Managing Anxiety and Depression

Content warning: this post is going to touch on several sensitive topics, including: managing anxiety and depression. Please prioritize your own mental health and check out some of our other content if any of these topics may be triggering to you. If you or someone you know is having a hard time, please know there are resources that can help.

I want to use this blog post to open up to the world about some of the things I experience as a result of just being myself. My goal for this is to share my experiences with managing anxiety and depression; and hopefully help someone who may be going through the same things. Anxiety and depression present themselves differently for everyone. This is simply my experience.

My history with anxiety

To start from the beginning: I have always been a very anxious person. I didn’t know it at the time, but my parents discussed putting me on anti-anxiety medication in high school. For me, different things become so important that they consume my entire thought process and I harp on them until there’s a resolution. The word obsess should’t be used lightly, but I would think about the same issues, fears, concerns all the time, over and over again. I would remain uneasy until I felt like the situation was resolved.

For a long time, I felt like I managed it well on my own. I had highs and lows of anxiety as I got older. During college, I thrived on stress. I always felt relatively level-headed when dealing with incredibly stressful situations that naturally arise in a college environment. Anxiety was just a part of who I was, and I never questioned it as abnormal.

The biggest peak was in 2016 when I started my second “big girl” job at a new company. It was an opportunity for me to challenge myself and prove myself in my career. I was really excited about it. While my work-life balance was great, I would come home at the end of the day feeling mentally exhausted and overwhelmed. I’d lay on the floor of my apartment just trying to breathe because it felt like an elephant was sitting on my chest.

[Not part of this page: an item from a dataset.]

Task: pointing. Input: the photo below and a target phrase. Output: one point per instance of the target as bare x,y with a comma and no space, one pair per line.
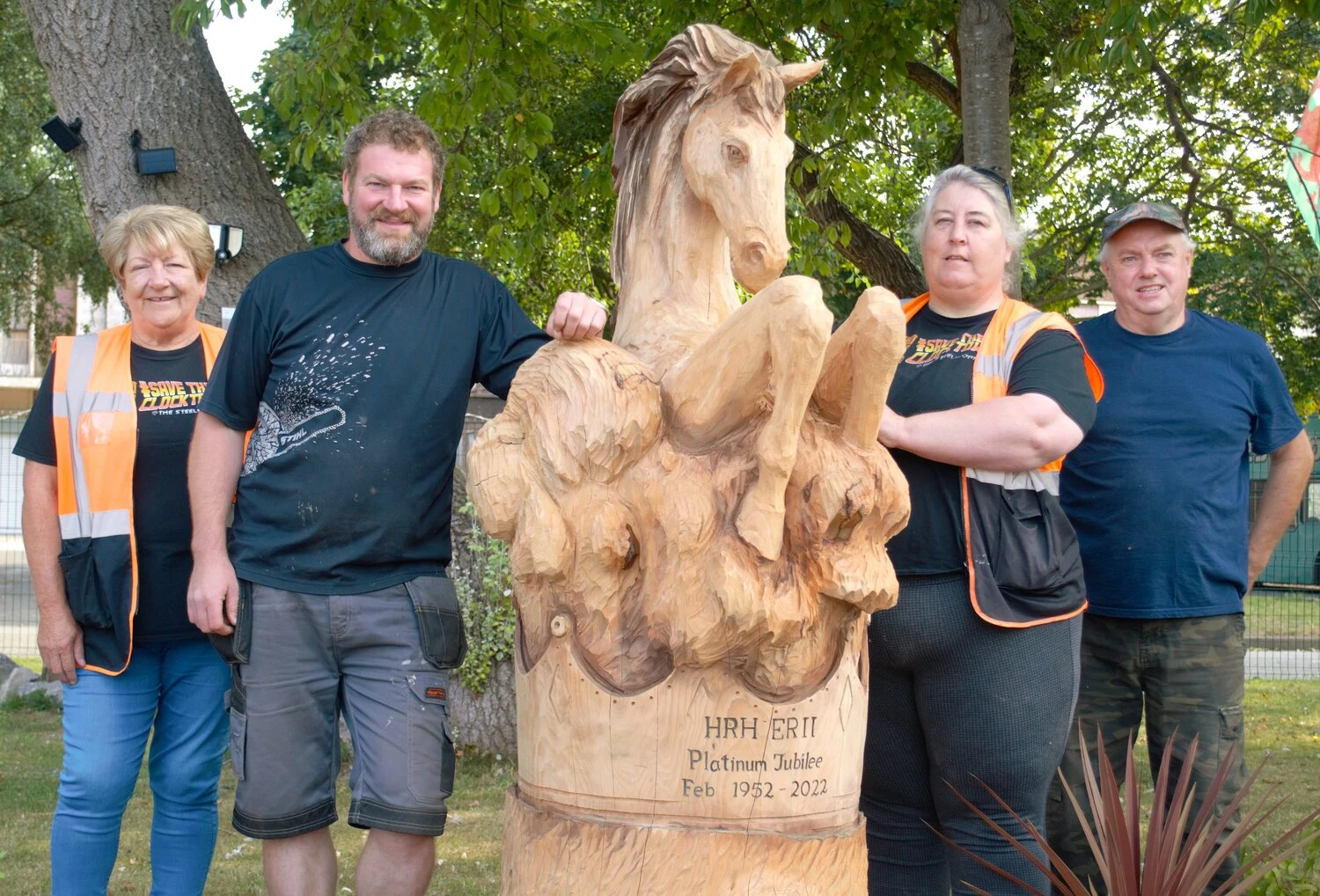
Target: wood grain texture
559,854
697,518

I didn’t realize it, but I was having panic attacks every day. It never occurred to me that I was that anxious or that stressed. Things came to a head when I got some bad news about a family health situation and I began to feel myself spiral.

Spiraling into depression

I had a very hard time managing the things I was feeling during this period in my life. At times, I found myself laying in bed unable or unwilling to do anything. I wasn’t feeling sad, I wasn’t feeling unhappy, I just wasn’t feeling. It felt like nothing I could do would help me feel happy and I was going to live in this state of nothingness forever.

My anxiety was the tip of a mental health iceberg that had a load of depression lurking beneath the surface. What happens is, I feel anxious, and then I feel bad about feeling anxious, which creates more anxiety and more bad feelings until I get so overloaded with feeling bad that I shut down. It feels awful to shut down.

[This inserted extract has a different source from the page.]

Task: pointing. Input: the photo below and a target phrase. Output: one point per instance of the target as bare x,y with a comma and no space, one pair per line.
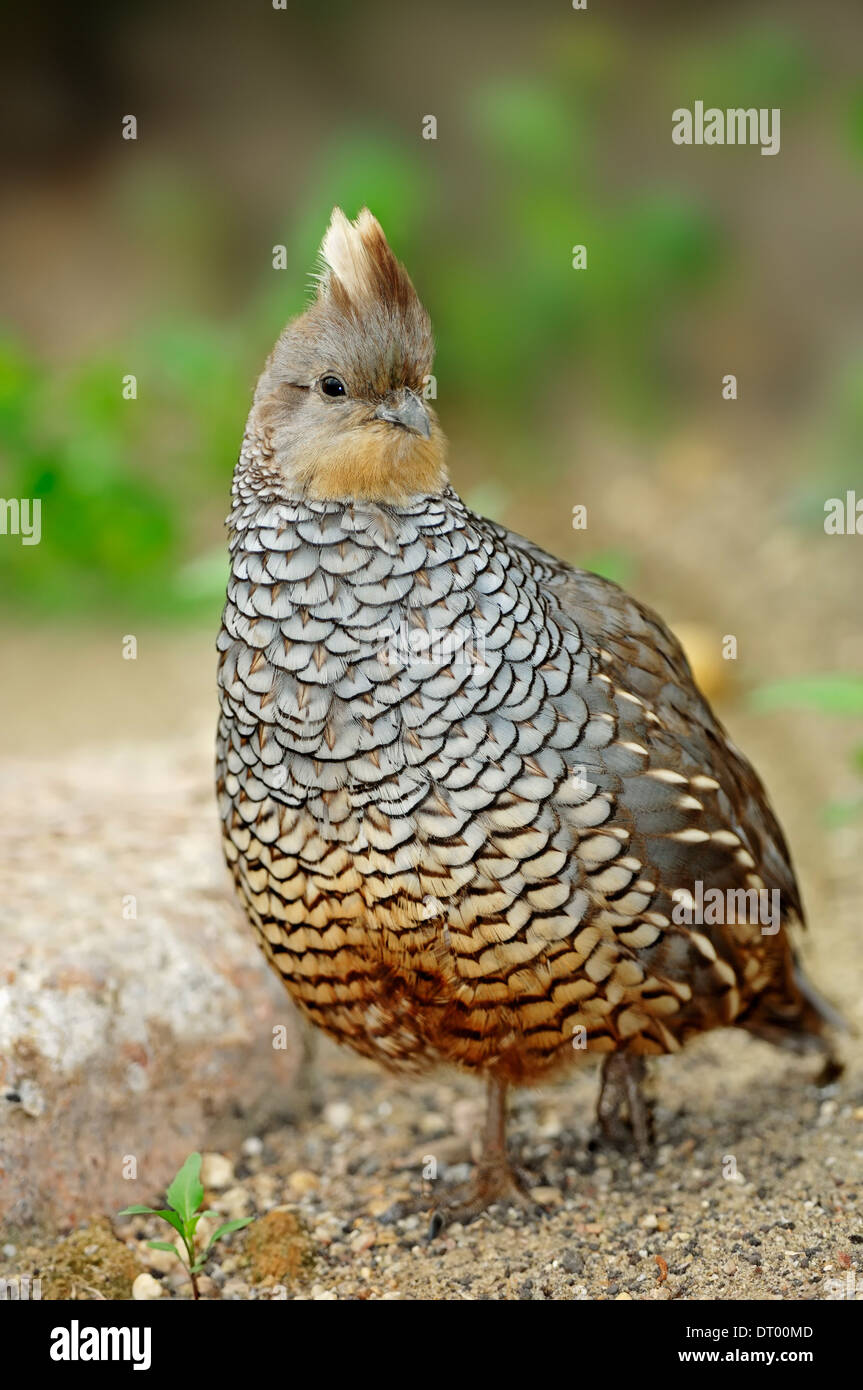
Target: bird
473,802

Depression presents itself differently to everyone. And people manage it in different ways depending on their needs. At first, I needed something to prevent myself from feeling down. After speaking to my therapist and primary care physician, I went on an antidepressant. Something my doctor said really stuck with me. That depression can be a “mental” thing or a “chemical” thing, and realistically it’s a little of both. Medication can help with the “chemical” aspect.

Taking an antidepressant helped in some ways and not in others (that can be a whole blog post on its own). When I spoke with my doctor originally, we agreed I’d be on the anti-depressant for at least 12 months. In the end, I decided to stay on it for about 18 months before coordinating with my doctor to plan how I’d stop.

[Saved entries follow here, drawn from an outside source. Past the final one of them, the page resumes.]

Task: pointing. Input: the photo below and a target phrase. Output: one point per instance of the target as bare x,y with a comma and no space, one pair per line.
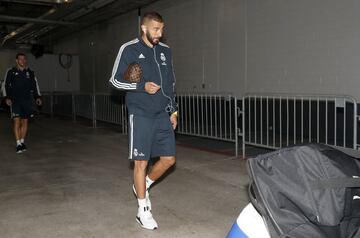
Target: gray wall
303,46
207,39
51,76
240,46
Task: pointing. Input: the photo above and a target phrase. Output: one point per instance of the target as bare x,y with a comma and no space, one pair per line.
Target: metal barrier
275,121
269,121
204,115
208,115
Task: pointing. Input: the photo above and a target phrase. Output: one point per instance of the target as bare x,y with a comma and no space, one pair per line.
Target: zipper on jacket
169,107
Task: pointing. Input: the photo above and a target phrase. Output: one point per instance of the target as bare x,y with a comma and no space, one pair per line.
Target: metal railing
275,121
268,121
212,116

How I manage anxiety and depression

Honestly, I’m still figuring it out. Every once in a while I think about going back on an antidepressant. But I’ve found some personal mantras to cope with my anxiety to prevent spirals into depression.

  1. Your feelings are valid.
    This is one of the biggest takeaways from 4 years of therapy: the acceptance of my own feelings. It’s okay to feel happy, sad, angry, down, up, left, right. Allowing yourself to just feel those emotions is a healthy and normal thing.
  2. Take a break when you need it.
    I took this past weekend off. I did half the things on my list before I stopped, and I’m okay with it. It was a down time and I needed the time to just exist in the world and do what felt good. In this case, it was watch Parks and Rec all day.
  3. Remember your priorities.
    I am my #1 priority. By that I mean I focus on the things that are important to me and bring me happiness. I don’t drop everything else in the world all the time, but I afford myself space to when I need to.
  4. Have you been outside today?
    This TED talk has a great explanation on anxiety and depression overall. There’s an element of being outside that helps me in a way that a medication couldn’t. Going for a short walk helps me ground myself in my perception of space in the world and helps me feel better.

I hope this blog post was helpful to you (or someone you know). Remember, you’re not alone in this, and it’s okay to feel any type of way you’re feeling. It’s okay to get help if and when you need it.